Often today the roadsides were a sea of magenta from the fireweed which is in full bloom. The road itself was very busy especially as we came through Fort St. John. There the gas and oil industries are booming. Fort St. John has dubbed itself “The Energetic City.” There are tank trucks and pickup trucks everywhere. Flat bed trucks are hauling heavy equipment and prefabricated “hotels” for the workers. In the town most of the businesses are support services for the industry – brake shops, tire shops, drilling supply shops, transmission repair shops, etc. It was a bit like Williston, ND where we had passed through on our way north and west.
Dawson Creek was equally busy, but had many more “people” stores – fast food, Canadian Tire, Walmart, groceries, even a mall. We received a lot of good information from the visitors’ center, and while David used the Wi-Fi there, Janet explored the Grainery Art Gallery. An old wood storage silo has been turned into a cooperative art gallery. What a great use of the space. The work (2-D) is displayed on the outside walls accessed by an inclined ramp that circles the building. The center is reserved for a gift shop (mostly 3-D or shrink-wrapped 2-D) on the first floor. The work, all by artists within a 100 km distance, is first-rate.
The visitors’ center and Grainery also had an excellent collection of photographs, mostly from 1942, the year the original AlCan highway was built. An interesting fact learned from picture captions: The army of road builders arrived in March of 1942 in Dawson Creek. From there a rudimentary road existed to Fort Nelson, but the Peace River was just 30 miles north of Dawson Creek. In order to improve and extend the current road, tons of equipment, supplies, and men had to get to the other side of the river. So there was a tremendous rush to get everything and everyone to the other side of the river before the spring ice breakup. One caption stated that the road looked like “Broadway” with caravans of vehicles heading north day and night. Once the ice broke up, rafts and barges were used until a bridge could be put in place. That bridge was one that had originally been designed and started being fabricated for Oakland, CA, but was requisitioned for the war effort and was erected at the Peace River Crossing. That bridge collapsed in 1957, because “it had been hastily installed.”
Today we drove a 7 mile section of the “old highway.” It certainly is more winding and narrower than what we travel on today.

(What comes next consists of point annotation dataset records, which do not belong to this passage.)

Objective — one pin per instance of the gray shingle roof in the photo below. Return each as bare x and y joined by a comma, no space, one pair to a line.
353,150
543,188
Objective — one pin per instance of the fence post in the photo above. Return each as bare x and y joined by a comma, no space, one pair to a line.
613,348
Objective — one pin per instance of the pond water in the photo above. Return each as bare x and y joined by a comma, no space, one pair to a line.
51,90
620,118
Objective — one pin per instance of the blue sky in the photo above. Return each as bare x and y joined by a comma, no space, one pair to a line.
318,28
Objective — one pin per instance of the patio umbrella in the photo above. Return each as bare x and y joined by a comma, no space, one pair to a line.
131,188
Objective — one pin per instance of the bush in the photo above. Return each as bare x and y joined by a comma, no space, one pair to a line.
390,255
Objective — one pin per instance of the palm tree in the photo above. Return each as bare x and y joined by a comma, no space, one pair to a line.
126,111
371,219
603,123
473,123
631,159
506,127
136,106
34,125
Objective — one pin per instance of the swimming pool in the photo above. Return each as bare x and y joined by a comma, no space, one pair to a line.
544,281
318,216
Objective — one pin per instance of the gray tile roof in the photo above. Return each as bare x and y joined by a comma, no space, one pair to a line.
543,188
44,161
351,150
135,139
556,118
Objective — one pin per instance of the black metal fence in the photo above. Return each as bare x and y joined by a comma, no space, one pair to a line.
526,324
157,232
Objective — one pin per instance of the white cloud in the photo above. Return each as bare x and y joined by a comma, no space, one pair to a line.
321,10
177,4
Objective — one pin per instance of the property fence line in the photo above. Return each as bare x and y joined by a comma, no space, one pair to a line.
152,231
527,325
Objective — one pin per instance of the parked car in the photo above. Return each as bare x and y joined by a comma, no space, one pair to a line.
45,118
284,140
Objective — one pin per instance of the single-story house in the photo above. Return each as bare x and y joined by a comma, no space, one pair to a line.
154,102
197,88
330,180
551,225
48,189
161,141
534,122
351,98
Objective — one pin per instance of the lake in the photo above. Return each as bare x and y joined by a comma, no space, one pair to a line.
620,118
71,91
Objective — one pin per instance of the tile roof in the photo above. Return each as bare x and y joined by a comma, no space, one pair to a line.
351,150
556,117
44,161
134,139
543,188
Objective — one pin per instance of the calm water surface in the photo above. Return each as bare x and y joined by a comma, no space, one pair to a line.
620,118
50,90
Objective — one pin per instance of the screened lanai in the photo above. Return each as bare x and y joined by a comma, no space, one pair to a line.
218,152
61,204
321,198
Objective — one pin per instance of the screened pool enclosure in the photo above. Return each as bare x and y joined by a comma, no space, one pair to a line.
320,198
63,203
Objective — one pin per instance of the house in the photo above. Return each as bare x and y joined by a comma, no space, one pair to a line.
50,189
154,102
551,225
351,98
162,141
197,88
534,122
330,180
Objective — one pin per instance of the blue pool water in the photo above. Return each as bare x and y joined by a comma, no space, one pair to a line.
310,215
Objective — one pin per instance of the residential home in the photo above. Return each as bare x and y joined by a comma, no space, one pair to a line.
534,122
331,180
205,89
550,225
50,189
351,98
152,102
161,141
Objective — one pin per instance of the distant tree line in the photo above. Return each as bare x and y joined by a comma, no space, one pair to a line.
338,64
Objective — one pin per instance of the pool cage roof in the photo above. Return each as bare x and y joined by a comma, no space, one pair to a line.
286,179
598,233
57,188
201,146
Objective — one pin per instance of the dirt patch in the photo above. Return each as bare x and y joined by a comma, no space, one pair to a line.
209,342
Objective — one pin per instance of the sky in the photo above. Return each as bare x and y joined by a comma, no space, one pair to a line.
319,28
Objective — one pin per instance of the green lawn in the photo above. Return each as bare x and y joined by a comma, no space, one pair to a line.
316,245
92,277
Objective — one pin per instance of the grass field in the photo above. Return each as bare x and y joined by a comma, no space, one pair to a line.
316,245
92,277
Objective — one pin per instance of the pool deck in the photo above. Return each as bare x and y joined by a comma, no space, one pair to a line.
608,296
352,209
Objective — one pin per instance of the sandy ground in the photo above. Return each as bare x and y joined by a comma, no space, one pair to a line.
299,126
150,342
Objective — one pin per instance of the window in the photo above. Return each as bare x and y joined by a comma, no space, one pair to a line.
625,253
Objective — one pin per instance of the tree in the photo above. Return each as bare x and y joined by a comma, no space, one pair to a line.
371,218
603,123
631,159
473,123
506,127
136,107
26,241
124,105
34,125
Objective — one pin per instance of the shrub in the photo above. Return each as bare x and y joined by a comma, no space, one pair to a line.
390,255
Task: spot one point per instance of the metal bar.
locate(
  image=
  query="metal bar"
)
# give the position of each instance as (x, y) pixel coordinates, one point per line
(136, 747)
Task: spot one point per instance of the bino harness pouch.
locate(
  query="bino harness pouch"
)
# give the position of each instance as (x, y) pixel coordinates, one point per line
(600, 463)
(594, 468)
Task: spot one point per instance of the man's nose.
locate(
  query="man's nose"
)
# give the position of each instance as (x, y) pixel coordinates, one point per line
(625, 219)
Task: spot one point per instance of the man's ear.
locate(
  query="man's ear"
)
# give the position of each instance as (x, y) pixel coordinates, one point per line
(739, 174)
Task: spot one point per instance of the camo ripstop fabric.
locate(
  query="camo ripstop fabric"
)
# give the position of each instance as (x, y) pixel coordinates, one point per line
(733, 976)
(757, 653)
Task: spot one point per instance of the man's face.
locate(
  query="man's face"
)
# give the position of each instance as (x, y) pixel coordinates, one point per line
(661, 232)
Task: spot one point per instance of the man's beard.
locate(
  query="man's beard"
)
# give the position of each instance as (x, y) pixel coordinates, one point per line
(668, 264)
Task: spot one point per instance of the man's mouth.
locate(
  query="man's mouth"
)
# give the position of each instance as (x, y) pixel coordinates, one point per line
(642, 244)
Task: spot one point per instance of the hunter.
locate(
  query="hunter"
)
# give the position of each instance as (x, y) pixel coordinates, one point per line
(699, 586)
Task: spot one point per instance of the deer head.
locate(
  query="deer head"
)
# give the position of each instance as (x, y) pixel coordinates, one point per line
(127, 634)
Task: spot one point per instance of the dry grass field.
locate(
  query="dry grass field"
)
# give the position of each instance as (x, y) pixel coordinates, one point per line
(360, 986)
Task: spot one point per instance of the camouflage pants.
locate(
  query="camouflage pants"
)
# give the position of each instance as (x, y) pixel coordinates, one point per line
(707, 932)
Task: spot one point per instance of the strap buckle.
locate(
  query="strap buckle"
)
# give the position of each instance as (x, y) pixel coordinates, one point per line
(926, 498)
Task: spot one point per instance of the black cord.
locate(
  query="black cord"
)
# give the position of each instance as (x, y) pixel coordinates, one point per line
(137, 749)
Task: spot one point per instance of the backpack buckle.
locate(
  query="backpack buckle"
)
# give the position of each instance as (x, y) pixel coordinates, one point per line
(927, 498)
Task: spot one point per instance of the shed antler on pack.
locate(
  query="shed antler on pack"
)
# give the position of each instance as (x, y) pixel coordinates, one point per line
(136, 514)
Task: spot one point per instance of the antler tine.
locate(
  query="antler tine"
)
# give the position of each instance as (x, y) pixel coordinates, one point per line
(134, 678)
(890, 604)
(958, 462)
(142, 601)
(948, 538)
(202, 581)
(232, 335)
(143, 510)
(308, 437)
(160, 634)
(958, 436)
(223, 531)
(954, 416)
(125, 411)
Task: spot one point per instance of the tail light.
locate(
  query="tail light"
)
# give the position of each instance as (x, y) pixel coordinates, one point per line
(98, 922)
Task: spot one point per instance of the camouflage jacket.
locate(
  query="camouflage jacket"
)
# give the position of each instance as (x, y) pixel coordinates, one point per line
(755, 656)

The Canadian Government is slowly relocating and/or improving the current highway so it is more suitable to today’s heavy truck traffic. The reason we went off on the old road was to see the Kiskatinaw River Bridge – a curved, 534-foot wooden structure built in 1942. It took as long to build (9 months) as did the entire AlCan highway. It is considered a treasure, but is now bypassed. All-in-all, over 300 bridges had to be constructed in 1942 for the highway. Most were like the utilitarian suspension bridge we crossed a few days ago over the Liard River – which is the only one of that type that remains.
After Fort St. John and Dawson Creek we began to see evidence of agriculture and logging. We passed huge fields of canola (rape seed) as well as hay and alfalfa. Lots of horses grazing and a few cattle.

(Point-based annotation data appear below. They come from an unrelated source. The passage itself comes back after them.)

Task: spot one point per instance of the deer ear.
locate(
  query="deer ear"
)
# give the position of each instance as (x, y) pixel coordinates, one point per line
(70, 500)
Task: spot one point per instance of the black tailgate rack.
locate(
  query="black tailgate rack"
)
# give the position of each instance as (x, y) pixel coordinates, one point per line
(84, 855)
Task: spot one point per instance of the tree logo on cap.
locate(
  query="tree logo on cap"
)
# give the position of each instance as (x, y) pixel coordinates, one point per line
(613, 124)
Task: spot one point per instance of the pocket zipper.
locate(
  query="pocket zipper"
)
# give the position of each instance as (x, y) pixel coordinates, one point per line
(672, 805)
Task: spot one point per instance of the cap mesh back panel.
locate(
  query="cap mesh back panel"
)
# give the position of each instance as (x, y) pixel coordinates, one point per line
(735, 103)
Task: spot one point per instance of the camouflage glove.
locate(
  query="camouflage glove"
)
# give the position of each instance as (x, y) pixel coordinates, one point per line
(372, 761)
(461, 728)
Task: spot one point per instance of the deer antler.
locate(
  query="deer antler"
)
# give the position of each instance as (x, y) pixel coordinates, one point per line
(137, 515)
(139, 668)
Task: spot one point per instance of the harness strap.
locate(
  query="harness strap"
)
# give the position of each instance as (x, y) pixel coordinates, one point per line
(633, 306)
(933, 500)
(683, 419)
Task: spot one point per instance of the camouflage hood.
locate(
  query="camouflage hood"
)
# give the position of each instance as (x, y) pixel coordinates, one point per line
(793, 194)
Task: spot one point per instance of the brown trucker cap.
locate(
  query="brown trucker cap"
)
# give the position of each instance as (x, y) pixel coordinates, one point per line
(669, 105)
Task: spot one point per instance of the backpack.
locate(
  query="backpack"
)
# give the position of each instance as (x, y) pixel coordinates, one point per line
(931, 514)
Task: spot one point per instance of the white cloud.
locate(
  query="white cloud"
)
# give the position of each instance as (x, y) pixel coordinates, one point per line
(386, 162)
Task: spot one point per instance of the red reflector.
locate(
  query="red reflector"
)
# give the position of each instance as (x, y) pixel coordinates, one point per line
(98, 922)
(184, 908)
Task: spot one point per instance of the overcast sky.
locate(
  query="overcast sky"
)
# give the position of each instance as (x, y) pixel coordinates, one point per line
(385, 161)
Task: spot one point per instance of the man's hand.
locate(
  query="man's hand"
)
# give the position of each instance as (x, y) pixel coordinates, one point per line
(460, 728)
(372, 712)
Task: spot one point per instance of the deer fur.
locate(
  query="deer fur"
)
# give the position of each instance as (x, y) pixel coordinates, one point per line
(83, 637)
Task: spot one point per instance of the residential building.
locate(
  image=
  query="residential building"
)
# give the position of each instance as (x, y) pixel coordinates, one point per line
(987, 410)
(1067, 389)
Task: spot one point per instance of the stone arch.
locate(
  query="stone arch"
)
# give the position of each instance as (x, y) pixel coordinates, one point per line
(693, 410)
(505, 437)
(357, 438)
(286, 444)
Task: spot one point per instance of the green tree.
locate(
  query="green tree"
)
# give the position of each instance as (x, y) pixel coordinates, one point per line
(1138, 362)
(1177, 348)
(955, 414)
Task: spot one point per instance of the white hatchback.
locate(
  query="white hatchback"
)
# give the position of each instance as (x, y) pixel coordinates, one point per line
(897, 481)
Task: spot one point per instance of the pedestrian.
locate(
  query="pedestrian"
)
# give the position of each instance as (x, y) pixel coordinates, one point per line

Since we had a late afternoon start leaving Dawson Creek and encountered lots of traffic and construction, we stopped only about 40 miles out of the city in Hythe where they have a municipal campground. It’s basically a treed square with 24 sites around it. Dinner was homemade beef soup and bean salad.

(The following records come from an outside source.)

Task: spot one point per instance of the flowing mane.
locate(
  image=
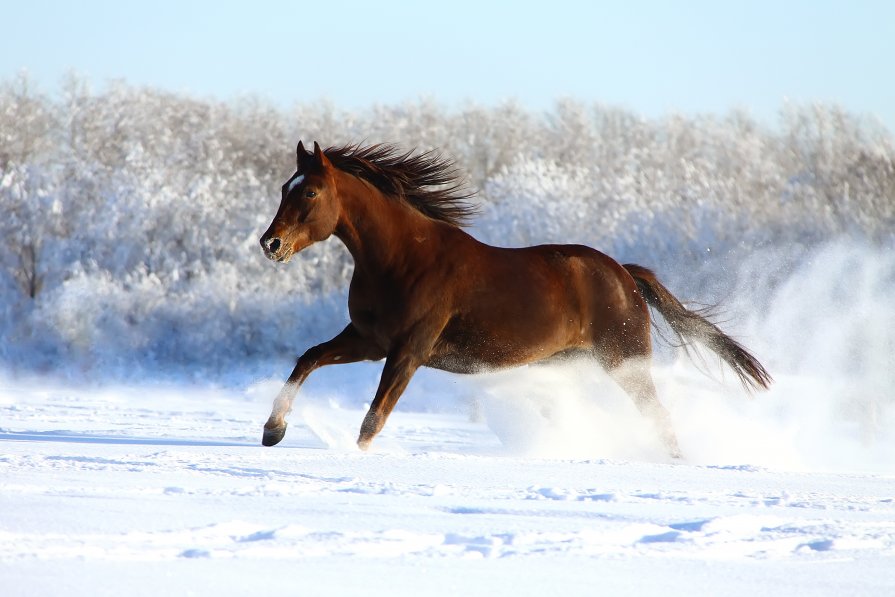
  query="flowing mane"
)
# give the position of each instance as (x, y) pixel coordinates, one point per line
(428, 181)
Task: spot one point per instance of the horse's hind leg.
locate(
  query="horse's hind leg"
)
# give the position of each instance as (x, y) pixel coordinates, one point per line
(634, 377)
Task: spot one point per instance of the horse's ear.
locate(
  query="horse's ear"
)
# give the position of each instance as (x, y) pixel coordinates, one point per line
(319, 157)
(301, 155)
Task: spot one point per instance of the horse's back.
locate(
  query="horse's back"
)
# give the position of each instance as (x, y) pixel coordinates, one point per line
(519, 305)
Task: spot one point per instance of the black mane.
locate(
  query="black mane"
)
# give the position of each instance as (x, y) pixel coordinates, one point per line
(428, 181)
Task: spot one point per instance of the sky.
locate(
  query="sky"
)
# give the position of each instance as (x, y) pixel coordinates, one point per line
(649, 56)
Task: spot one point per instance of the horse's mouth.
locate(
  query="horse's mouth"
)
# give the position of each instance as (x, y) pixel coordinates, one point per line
(282, 256)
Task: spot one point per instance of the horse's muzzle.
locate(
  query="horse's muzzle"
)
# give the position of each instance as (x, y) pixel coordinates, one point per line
(275, 250)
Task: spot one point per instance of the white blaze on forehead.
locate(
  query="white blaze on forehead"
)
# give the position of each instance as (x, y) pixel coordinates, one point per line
(295, 182)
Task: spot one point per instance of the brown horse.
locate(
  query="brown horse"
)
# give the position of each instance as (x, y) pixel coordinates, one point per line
(426, 293)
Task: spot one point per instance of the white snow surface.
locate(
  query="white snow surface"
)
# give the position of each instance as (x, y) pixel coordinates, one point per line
(165, 490)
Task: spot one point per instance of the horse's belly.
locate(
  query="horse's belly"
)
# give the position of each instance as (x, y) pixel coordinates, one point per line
(465, 348)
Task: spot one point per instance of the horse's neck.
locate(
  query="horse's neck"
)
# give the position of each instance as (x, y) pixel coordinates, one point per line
(379, 232)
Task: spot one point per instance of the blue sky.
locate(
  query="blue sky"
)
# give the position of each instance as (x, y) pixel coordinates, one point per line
(649, 56)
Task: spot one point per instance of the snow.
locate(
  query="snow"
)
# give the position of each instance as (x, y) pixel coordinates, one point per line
(156, 489)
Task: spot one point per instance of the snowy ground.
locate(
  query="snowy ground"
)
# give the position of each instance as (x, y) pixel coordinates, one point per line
(162, 490)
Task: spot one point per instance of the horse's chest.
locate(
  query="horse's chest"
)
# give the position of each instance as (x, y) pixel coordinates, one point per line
(376, 308)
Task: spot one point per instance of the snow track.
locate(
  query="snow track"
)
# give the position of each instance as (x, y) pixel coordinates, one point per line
(100, 489)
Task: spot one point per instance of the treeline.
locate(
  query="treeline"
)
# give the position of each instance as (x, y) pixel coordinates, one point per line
(130, 216)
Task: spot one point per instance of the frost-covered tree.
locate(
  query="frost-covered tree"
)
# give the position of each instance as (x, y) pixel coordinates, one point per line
(130, 216)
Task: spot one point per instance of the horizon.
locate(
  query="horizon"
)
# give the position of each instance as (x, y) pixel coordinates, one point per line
(646, 58)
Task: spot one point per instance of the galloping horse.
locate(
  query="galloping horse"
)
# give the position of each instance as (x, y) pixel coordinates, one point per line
(426, 293)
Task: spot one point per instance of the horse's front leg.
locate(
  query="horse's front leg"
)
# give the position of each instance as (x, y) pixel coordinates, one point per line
(396, 374)
(347, 347)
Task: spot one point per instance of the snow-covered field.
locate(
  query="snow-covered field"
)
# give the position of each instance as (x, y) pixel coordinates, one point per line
(156, 490)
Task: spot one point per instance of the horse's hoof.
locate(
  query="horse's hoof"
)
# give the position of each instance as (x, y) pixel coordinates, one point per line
(273, 436)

Hyeth Municipal Campground Review: 24 adequate, but not wide back-in sites located on the perimeter of a treed field. Picnic tables and some fire rings. (The literature from the visitors’ center promises free firewood. None was evident.) 30-amp power at most sites. There are two old railroad cars on site that are used as the bathrooms (flush toilets). An RV dump and potable water are available. Noise from Route 2-43 is noticeable, but not annoying.